Une entreprise bénéficie d’une procédure de conciliation avec ses créanciers, parmi lesquels les crédits-bailleurs auxquels elle a acheté des véhicules à crédit. Quelques mois plus tard, une banque – la société mère de plusieurs des crédits-bailleurs – déclare l’entreprise en défaut auprès de la Banque de France et dégrade sa cotation au fichier bancaire des entreprises (Fiben). L’entreprise demande en référé à la banque la mainlevée de la mesure, faisant valoir que la banque ne peut lui reprocher aucun incident de paiement et que l’ouverture de la conciliation a un caractère confidentiel.

Une cour d’appel rejette la demande : la banque n’avait pas été appelée à la procédure de conciliation mais elle en avait été informée par le dirigeant de l’entreprise ; le signalement qu’elle avait effectué auprès de la Banque de France portait sur l’ouverture de cette procédure et non sur le contenu de celle-ci, de sorte que la banque n’avait pas utilisé une information qu’elle aurait dû conserver comme confidentielle.

La Cour de cassation censure ce raisonnement. L'ouverture de la procédure de conciliation – qui n'est pas l'un des signes d'absence probable de paiement par le débiteur visés à l'article 178 du règlement UE 575/2013 du 26 juin 2013 – était une information confidentielle que la banque ne pouvait pas utiliser pour justifier une déclaration de défaut, peu important que cette information lui avait été révélée par le bénéficiaire de cette procédure. En procédant à une telle déclaration de défaut, la banque avait causé un trouble manifestement illicite qu'il convenait de faire cesser.

A noter :

1° Toute personne qui est appelée à la procédure de conciliation ou à un mandat ad hoc ou qui, par ses fonctions, en a connaissance est tenue à la confidentialité (C. com. art. L 611-15). Il s’agit là d’un gage d’efficacité de ces procédures préventives. La Cour de cassation interprète de manière large la notion de personnes ayant connaissance par leurs fonctions de la procédure. Ainsi, la confidentialité s’impose aux tiers, notamment aux journalistes et organes de presse à moins qu’ils ne justifient de la nécessité d'informer le public sur une question d'intérêt général (Cass. com. 15-12-2015 n° 14-11.500 FS-PBI : RJDA 3/16 n° 210 ; Cass. com. 13-6-2019 n° 18-10.688 FS-PB : RJDA 10/19 n° 642).

 C’est la première fois à notre connaissance que la Haute Juridiction fait application de la confidentialité à une banque non appelée à la conciliation, quelle que soit la façon dont celle-ci a appris l’existence de cette dernière.

2° Rappelons que le droit européen soumet les établissements de crédit à une réglementation prudentielle – tel le règlement UE 575/2013 du 26 juin 2013 – qui leur impose notamment d'évaluer leur risque de crédit.

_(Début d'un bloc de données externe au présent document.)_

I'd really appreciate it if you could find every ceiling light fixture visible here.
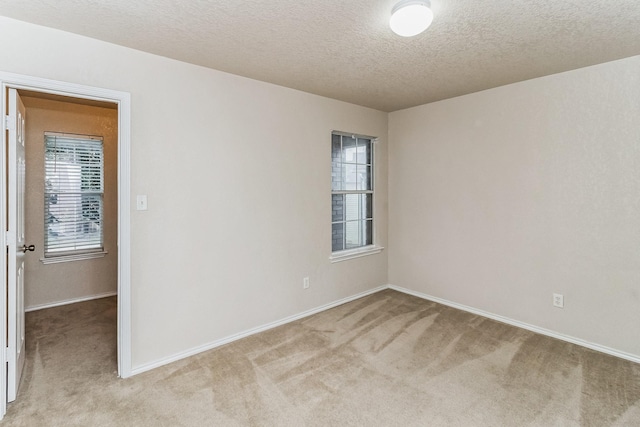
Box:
[389,0,433,37]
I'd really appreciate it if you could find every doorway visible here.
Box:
[0,73,131,417]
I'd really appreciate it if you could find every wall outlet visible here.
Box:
[553,294,564,308]
[136,195,147,211]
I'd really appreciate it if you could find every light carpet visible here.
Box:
[0,290,640,426]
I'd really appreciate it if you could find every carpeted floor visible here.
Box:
[0,290,640,426]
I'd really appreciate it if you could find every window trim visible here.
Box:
[329,130,384,263]
[40,250,109,264]
[40,131,108,264]
[329,246,384,263]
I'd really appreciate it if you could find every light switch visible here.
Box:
[136,194,147,211]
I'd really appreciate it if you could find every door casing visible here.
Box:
[0,71,132,419]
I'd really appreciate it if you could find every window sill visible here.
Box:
[40,251,109,264]
[329,245,384,262]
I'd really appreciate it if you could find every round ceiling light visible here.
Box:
[389,0,433,37]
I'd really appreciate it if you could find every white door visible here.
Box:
[7,89,28,402]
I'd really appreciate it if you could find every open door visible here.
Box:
[6,89,29,402]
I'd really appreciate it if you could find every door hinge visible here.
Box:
[4,116,16,130]
[4,231,16,246]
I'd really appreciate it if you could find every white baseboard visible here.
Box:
[131,286,387,375]
[24,292,118,312]
[387,285,640,363]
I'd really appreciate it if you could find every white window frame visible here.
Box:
[329,131,384,262]
[40,132,107,264]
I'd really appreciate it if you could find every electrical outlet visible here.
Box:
[136,195,147,211]
[553,294,564,308]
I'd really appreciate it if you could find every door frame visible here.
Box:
[0,71,132,419]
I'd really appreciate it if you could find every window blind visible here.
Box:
[44,132,104,257]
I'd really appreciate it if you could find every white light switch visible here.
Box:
[136,195,147,211]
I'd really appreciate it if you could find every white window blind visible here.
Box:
[331,132,374,253]
[44,132,104,257]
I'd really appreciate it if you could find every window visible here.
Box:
[331,132,374,259]
[44,132,104,258]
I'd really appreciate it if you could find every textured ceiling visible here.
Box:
[0,0,640,111]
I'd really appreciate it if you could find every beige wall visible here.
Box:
[389,56,640,357]
[22,96,118,309]
[0,18,387,369]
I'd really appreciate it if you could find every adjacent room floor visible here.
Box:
[2,290,640,426]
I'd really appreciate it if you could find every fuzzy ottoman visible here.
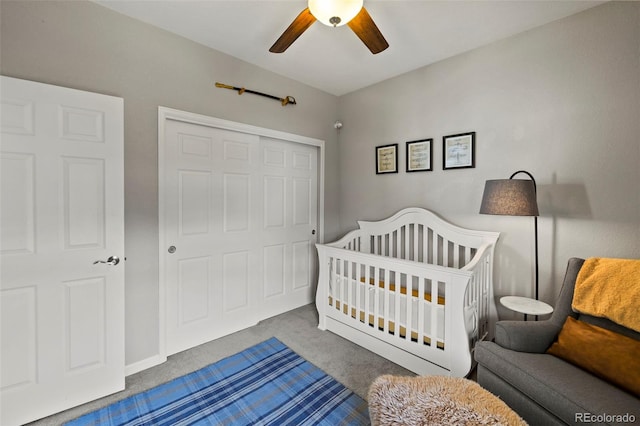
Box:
[369,375,526,426]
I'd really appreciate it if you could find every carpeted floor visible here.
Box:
[31,305,415,426]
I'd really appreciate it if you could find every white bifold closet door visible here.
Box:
[0,77,124,425]
[161,120,318,355]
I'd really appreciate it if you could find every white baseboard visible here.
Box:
[124,354,167,376]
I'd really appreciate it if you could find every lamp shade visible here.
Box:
[309,0,364,27]
[480,179,539,216]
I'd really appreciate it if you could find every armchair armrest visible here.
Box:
[495,321,562,353]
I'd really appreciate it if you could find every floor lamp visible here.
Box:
[480,170,539,300]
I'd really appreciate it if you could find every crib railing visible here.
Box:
[316,240,492,376]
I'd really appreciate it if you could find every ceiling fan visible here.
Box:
[269,0,389,55]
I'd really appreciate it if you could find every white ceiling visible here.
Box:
[93,0,604,95]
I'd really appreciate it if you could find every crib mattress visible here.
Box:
[329,277,445,349]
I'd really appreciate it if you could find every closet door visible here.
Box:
[160,120,318,354]
[0,77,124,425]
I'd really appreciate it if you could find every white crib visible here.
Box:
[316,208,500,377]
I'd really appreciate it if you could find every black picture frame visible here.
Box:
[442,132,476,170]
[376,143,398,175]
[406,139,433,173]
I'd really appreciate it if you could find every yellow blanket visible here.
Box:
[571,257,640,332]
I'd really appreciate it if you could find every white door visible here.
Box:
[0,77,124,425]
[161,120,318,354]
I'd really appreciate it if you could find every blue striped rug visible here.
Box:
[67,338,370,426]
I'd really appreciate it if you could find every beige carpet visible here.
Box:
[368,375,527,426]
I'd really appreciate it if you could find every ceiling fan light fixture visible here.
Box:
[309,0,364,27]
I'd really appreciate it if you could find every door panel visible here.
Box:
[161,120,318,354]
[0,77,124,425]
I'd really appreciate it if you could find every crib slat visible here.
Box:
[453,243,460,269]
[405,275,420,341]
[442,237,449,266]
[363,265,371,324]
[402,225,411,260]
[393,272,402,339]
[373,267,380,330]
[430,230,440,265]
[429,280,446,349]
[384,268,390,333]
[418,277,426,345]
[411,223,420,262]
[353,262,362,320]
[345,260,354,315]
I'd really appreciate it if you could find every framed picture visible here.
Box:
[442,132,476,170]
[376,143,398,175]
[407,139,433,172]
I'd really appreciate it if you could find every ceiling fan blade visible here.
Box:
[269,7,316,53]
[347,7,389,55]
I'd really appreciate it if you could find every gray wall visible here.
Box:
[0,0,640,364]
[339,2,640,317]
[0,0,339,365]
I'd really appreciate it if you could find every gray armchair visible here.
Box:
[475,258,640,425]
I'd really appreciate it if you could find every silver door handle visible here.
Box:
[93,256,120,266]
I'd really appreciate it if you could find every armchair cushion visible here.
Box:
[495,321,560,354]
[547,317,640,397]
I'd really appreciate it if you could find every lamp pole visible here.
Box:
[509,170,538,300]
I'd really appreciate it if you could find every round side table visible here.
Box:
[500,296,553,321]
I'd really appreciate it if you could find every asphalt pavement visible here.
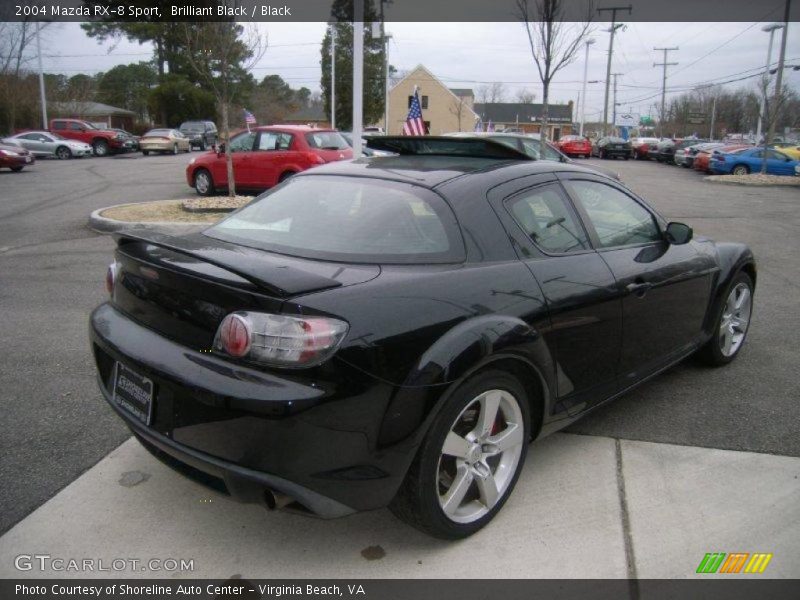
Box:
[0,149,800,544]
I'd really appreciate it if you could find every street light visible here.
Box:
[578,38,594,137]
[756,23,783,141]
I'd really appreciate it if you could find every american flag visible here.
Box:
[403,88,425,135]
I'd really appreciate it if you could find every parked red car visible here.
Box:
[556,135,592,158]
[50,119,134,156]
[0,144,36,172]
[692,144,749,173]
[186,125,353,196]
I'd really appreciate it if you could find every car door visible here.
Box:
[212,131,258,188]
[767,150,794,175]
[490,175,622,415]
[17,133,47,156]
[253,131,292,189]
[563,174,717,386]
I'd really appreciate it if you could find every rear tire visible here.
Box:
[697,272,753,367]
[194,169,214,196]
[389,370,531,540]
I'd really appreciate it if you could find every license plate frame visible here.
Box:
[112,362,155,426]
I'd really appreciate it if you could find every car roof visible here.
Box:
[295,155,602,188]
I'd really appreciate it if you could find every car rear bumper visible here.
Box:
[89,304,416,517]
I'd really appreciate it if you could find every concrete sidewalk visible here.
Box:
[0,433,800,579]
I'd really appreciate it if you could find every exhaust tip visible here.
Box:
[264,489,295,510]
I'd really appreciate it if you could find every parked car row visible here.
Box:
[637,138,800,175]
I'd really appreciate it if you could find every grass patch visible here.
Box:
[100,200,229,224]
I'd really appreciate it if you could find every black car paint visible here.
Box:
[90,157,755,517]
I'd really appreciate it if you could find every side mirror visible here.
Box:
[667,221,694,246]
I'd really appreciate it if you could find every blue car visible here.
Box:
[710,148,800,175]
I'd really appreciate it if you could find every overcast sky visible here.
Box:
[43,22,800,120]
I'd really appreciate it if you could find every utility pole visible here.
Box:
[653,46,678,137]
[597,4,633,135]
[35,21,48,133]
[708,95,717,141]
[330,21,336,129]
[578,38,594,136]
[611,73,623,130]
[764,0,792,146]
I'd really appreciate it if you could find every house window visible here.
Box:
[407,96,428,109]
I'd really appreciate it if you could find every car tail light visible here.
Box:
[106,261,117,296]
[214,311,348,367]
[306,152,325,165]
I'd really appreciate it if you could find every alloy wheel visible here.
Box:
[719,283,753,356]
[436,389,525,523]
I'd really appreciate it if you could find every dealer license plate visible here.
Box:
[114,363,153,425]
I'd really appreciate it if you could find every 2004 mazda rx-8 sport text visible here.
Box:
[90,137,756,538]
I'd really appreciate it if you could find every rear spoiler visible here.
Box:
[367,135,536,161]
[113,230,342,298]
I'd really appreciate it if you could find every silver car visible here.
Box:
[4,131,92,160]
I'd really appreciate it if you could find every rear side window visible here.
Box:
[205,176,464,264]
[569,181,663,248]
[506,185,590,254]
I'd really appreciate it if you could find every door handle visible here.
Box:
[625,279,653,298]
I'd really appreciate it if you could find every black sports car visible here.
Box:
[89,137,756,538]
[592,137,633,160]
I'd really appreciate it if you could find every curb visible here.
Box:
[86,202,216,234]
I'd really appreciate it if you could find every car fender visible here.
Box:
[703,242,756,336]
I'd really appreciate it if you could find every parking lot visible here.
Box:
[0,154,800,577]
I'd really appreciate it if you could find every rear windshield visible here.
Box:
[204,175,464,264]
[306,131,350,150]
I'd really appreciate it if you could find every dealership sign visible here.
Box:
[614,113,639,127]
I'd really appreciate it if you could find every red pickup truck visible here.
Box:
[50,119,132,156]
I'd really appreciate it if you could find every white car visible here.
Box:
[4,131,92,160]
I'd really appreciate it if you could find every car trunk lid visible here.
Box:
[112,232,380,350]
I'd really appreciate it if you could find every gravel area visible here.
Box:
[706,173,800,186]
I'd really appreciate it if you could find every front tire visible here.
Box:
[697,272,753,367]
[194,169,214,196]
[389,370,530,540]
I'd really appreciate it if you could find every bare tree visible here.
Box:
[0,21,51,131]
[476,81,506,104]
[183,21,267,198]
[516,0,594,144]
[517,88,536,104]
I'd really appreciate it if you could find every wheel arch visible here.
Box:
[378,315,555,446]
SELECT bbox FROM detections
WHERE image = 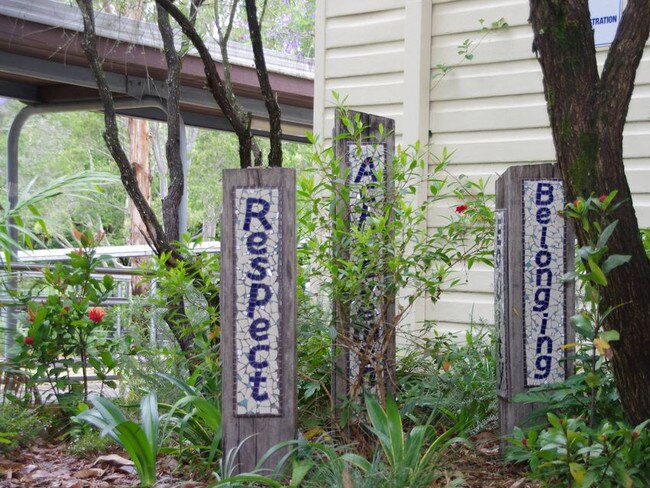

Selon l’article 178 de ce règlement, un débiteur est en défaut en cas d’arriéré de paiement de plus de 90 jours ou lorsque l’établissement estime que, sauf recours à des mesures telles que la réalisation de la garantie, le débiteur ne pourra probablement pas s'acquitter intégralement de ses obligations de crédit envers lui, son entreprise mère ou l'une de ses filiales. 

Dans l’affaire commentée, la banque soutenait que cette latitude d’appréciation lui permettait d’analyser l'ouverture d'une procédure de conciliation comme un signe d'une probable absence de paiement. La Cour de cassation rejette cet argument. Rappelons que la procédure de conciliation est ouverte aux entreprises (personnes physiques ou morales) qui éprouvent une difficulté juridique, économique ou financière, avérée ou prévisible, et qui ne se trouvent pas en cessation des paiements depuis plus de 45 jours (C. com. art. L 611-4 et L 611-5) et qu’elle tend à la négociation d’un accord avec les créanciers et principaux cocontractants. Admettre que l’ouverture d’une telle procédure justifie une déclaration de défaut à la Banque de France, laquelle procède ensuite à une dégradation de la cotation de l’entreprise, reviendrait à priver l'entreprise d'un accès au crédit et la conciliation de son utilité.